WARNING: Release 4.0 has minor binary incompatibilities with previous
releases, mainly due to the move from the interface
it.unimi.dsi.util.LongBigList to the now standard
it.unimi.dsi.fasutil.longs.LongBigList.
It is part of a parallel release
of fastutil, the DSI Utilities,
Sux4J, MG4J, WebGraph, etc. that were
all modified to fit the new interface. It comes in two versions: the standard
version and the big version, which supports >231 terms and documents. Please read our (short)

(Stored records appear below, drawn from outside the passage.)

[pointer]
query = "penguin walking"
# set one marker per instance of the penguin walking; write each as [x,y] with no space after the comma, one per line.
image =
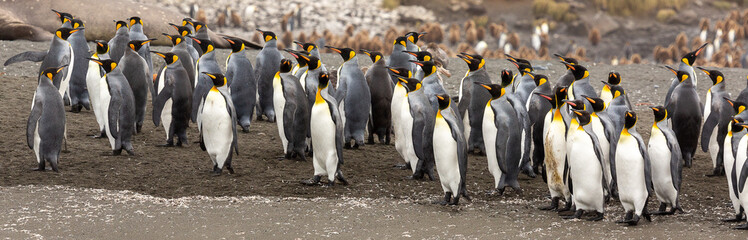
[135,69]
[665,160]
[242,82]
[585,167]
[172,104]
[380,86]
[450,152]
[717,116]
[631,168]
[267,64]
[289,101]
[218,129]
[118,103]
[45,129]
[685,107]
[327,137]
[354,98]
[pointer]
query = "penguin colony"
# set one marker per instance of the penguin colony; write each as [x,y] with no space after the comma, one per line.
[583,143]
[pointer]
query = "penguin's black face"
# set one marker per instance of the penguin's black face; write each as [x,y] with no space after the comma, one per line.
[63,16]
[598,105]
[374,55]
[410,84]
[205,44]
[443,100]
[629,119]
[267,35]
[168,57]
[715,75]
[135,20]
[506,77]
[286,66]
[690,58]
[614,78]
[218,79]
[64,33]
[137,44]
[346,53]
[660,113]
[495,90]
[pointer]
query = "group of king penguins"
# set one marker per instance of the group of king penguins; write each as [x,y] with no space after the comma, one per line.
[585,145]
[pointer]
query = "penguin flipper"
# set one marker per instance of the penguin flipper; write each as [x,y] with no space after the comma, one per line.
[26,56]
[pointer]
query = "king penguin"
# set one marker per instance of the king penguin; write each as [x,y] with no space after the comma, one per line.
[45,129]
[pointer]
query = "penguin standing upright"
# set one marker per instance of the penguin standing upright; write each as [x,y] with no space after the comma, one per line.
[266,65]
[136,71]
[118,43]
[686,116]
[218,129]
[717,116]
[354,98]
[243,83]
[327,136]
[118,103]
[289,100]
[450,152]
[665,157]
[585,167]
[380,86]
[172,104]
[137,33]
[45,129]
[631,168]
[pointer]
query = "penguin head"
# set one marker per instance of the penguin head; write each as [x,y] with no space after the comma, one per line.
[286,66]
[421,56]
[175,39]
[443,100]
[102,47]
[402,72]
[629,119]
[181,30]
[374,55]
[660,113]
[135,20]
[64,33]
[475,62]
[598,105]
[107,64]
[495,90]
[218,79]
[205,45]
[63,16]
[583,117]
[506,77]
[716,76]
[168,57]
[267,35]
[410,84]
[614,78]
[690,57]
[428,67]
[52,72]
[237,45]
[346,53]
[540,79]
[580,72]
[136,44]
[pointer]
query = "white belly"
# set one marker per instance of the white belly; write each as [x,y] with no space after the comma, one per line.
[659,159]
[489,139]
[445,155]
[323,141]
[217,133]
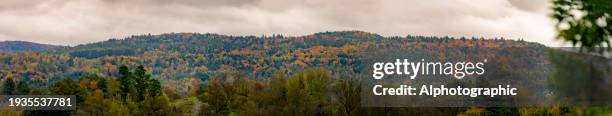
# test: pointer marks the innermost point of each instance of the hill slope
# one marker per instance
(185, 60)
(18, 46)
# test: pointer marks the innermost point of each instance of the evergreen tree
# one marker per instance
(126, 83)
(9, 87)
(22, 88)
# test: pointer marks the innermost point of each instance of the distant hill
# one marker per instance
(18, 46)
(182, 60)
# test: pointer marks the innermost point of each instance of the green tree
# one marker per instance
(127, 83)
(584, 22)
(8, 87)
(22, 88)
(142, 82)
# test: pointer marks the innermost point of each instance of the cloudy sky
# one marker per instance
(73, 22)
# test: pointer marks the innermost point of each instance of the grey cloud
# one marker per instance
(81, 21)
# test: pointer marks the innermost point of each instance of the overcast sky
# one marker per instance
(73, 22)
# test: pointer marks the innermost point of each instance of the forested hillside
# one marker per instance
(184, 60)
(19, 46)
(244, 71)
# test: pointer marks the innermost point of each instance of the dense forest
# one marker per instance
(213, 74)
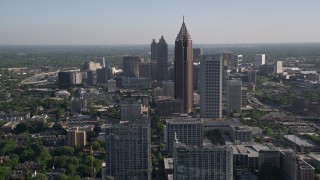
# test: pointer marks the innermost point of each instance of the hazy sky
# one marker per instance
(140, 21)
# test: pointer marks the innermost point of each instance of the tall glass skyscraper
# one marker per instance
(183, 68)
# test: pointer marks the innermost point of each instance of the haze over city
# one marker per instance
(137, 22)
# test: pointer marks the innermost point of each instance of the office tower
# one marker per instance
(259, 60)
(76, 138)
(211, 86)
(90, 79)
(241, 133)
(162, 59)
(67, 79)
(168, 106)
(130, 111)
(168, 89)
(145, 69)
(244, 97)
(252, 76)
(112, 85)
(196, 76)
(227, 60)
(77, 77)
(102, 75)
(270, 158)
(128, 147)
(292, 167)
(236, 60)
(90, 66)
(77, 105)
(183, 69)
(233, 96)
(154, 50)
(278, 67)
(131, 66)
(187, 130)
(197, 52)
(204, 162)
(159, 53)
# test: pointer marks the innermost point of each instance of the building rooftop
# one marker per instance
(299, 141)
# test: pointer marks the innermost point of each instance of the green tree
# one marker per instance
(5, 172)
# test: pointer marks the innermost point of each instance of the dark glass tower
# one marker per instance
(183, 68)
(159, 53)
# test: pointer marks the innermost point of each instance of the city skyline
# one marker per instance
(113, 23)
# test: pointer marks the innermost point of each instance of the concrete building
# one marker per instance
(211, 86)
(204, 162)
(77, 105)
(227, 58)
(130, 111)
(167, 106)
(183, 69)
(128, 147)
(259, 60)
(168, 89)
(76, 138)
(233, 96)
(247, 156)
(237, 59)
(241, 133)
(278, 67)
(112, 85)
(197, 52)
(145, 69)
(187, 130)
(103, 75)
(294, 168)
(270, 158)
(131, 66)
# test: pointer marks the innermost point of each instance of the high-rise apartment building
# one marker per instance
(187, 130)
(211, 86)
(227, 60)
(76, 138)
(183, 68)
(128, 149)
(204, 162)
(102, 75)
(233, 96)
(236, 60)
(278, 67)
(259, 59)
(130, 111)
(145, 69)
(131, 66)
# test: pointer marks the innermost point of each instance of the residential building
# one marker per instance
(128, 147)
(211, 86)
(259, 60)
(187, 130)
(131, 66)
(204, 162)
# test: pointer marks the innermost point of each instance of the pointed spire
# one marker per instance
(183, 34)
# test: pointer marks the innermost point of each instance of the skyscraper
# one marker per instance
(131, 66)
(259, 59)
(159, 52)
(128, 147)
(202, 162)
(183, 68)
(211, 86)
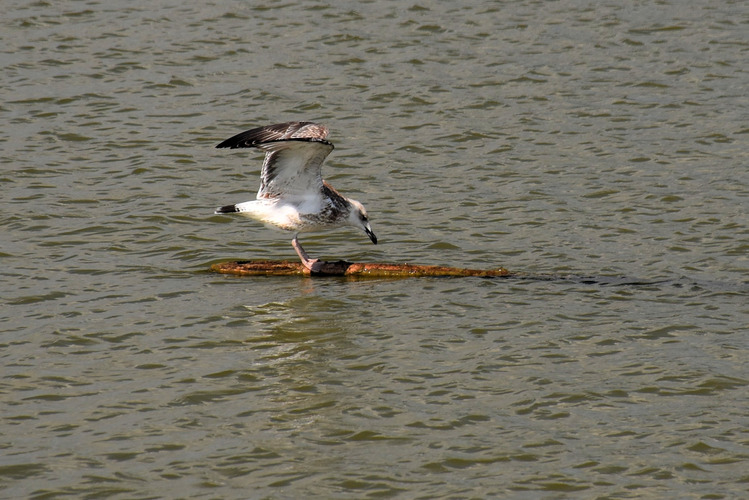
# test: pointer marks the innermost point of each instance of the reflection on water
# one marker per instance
(597, 151)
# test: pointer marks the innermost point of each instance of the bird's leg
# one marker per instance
(313, 265)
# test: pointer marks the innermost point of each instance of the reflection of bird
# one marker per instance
(293, 196)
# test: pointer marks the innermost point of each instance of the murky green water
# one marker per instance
(603, 143)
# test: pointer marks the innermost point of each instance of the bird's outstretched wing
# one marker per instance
(294, 152)
(279, 131)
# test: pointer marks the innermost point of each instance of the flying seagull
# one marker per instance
(293, 195)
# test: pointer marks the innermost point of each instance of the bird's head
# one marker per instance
(358, 218)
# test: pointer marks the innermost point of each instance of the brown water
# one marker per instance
(598, 148)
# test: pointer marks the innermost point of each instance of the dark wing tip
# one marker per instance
(277, 132)
(228, 209)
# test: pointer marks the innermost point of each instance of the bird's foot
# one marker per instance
(314, 265)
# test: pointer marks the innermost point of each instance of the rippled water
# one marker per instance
(599, 149)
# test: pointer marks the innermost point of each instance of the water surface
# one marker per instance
(598, 149)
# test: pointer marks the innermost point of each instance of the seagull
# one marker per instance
(293, 195)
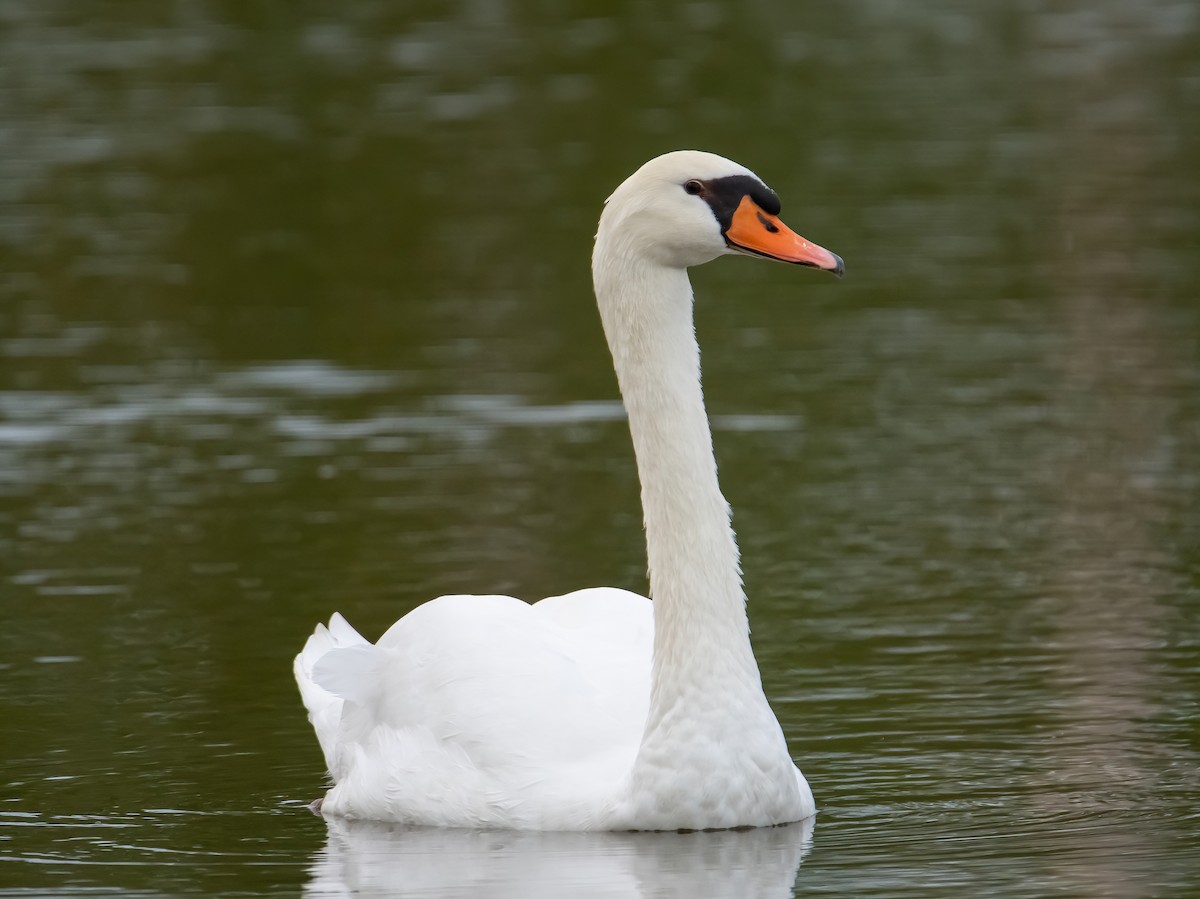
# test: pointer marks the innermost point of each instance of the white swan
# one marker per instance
(597, 709)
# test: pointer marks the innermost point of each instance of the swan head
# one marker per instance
(687, 208)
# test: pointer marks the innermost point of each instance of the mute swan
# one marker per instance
(598, 709)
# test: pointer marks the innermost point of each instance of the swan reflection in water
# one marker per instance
(365, 858)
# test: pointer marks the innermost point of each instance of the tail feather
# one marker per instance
(323, 703)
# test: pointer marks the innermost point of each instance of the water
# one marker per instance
(295, 316)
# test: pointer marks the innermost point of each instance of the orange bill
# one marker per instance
(755, 231)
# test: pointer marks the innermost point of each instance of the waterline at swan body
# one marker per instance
(598, 709)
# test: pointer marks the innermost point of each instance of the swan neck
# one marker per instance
(701, 627)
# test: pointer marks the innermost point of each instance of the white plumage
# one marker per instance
(597, 709)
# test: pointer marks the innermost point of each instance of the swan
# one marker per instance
(598, 709)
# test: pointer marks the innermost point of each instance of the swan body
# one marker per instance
(598, 709)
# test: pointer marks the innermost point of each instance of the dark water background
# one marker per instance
(295, 317)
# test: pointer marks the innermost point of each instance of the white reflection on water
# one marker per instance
(373, 859)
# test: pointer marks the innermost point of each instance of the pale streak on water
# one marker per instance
(294, 317)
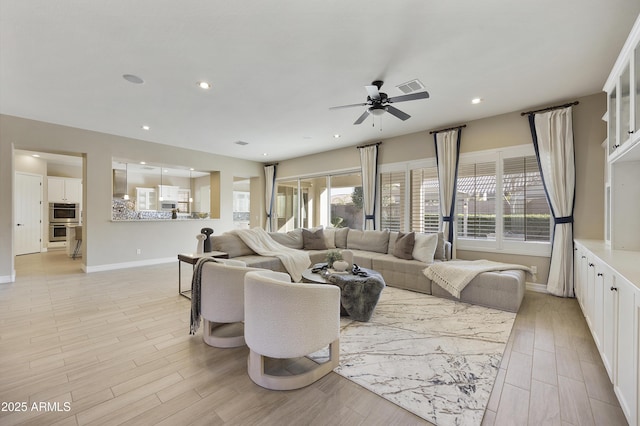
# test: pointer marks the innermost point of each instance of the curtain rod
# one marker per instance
(450, 128)
(550, 108)
(371, 144)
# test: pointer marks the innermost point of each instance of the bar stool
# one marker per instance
(76, 251)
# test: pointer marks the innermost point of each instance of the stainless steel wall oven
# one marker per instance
(64, 213)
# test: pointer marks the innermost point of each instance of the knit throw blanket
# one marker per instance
(196, 283)
(294, 261)
(454, 276)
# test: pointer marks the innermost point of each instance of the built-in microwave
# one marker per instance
(167, 206)
(64, 212)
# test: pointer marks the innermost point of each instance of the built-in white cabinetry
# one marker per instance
(622, 191)
(64, 190)
(146, 199)
(608, 290)
(168, 192)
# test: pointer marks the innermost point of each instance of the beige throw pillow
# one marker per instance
(313, 240)
(424, 247)
(330, 237)
(403, 248)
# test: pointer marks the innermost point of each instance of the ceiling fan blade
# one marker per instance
(348, 106)
(373, 92)
(410, 97)
(360, 119)
(396, 112)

"Moving Java to Big Data" document for details.
Introduction
MG4J
(Managing Gigabytes for Java) is a free full-text search engine
for large document collections written in Java. MG4J is a highly customisable,
high-performance, full-fledged search engine providing state-of-the-art features
(such as BM25/BM25F
scoring) and new research algorithms.
The main points of MG4J are:
- Powerful indexing. Support for document collections and factories makes it possible to analyse, index and query consistently large document collections, providing easy-to-understand snippets that highlight relevant passages in the retrieved documents.
- Efficiency. We do not provide meaningless data such as "we index x GiB per second" (with which configuration? which language? which data source?)—we invite you to try it. MG4J can index without effort the TREC GOV2 collection (document factories are provided to this purpose) and scales to hundreds of millions of documents.
- Multi-index interval semantics. When you submit a query, MG4J returns, for each index, a list of intervals satisfying the query. This provides the base for several high-precision scorers and for very efficient implementation of sophisticated operators. The intervals are built in linear time using new research algorithms.
- Expressive operators. MG4J goes far beyond the bag-of-words model, providing efficient implementation of phrase queries, proximity restrictions, ordered conjunction, and combined multiple-index queries. Each operator is represented internally by an abstract object, so you can easily plug in your favourite syntax.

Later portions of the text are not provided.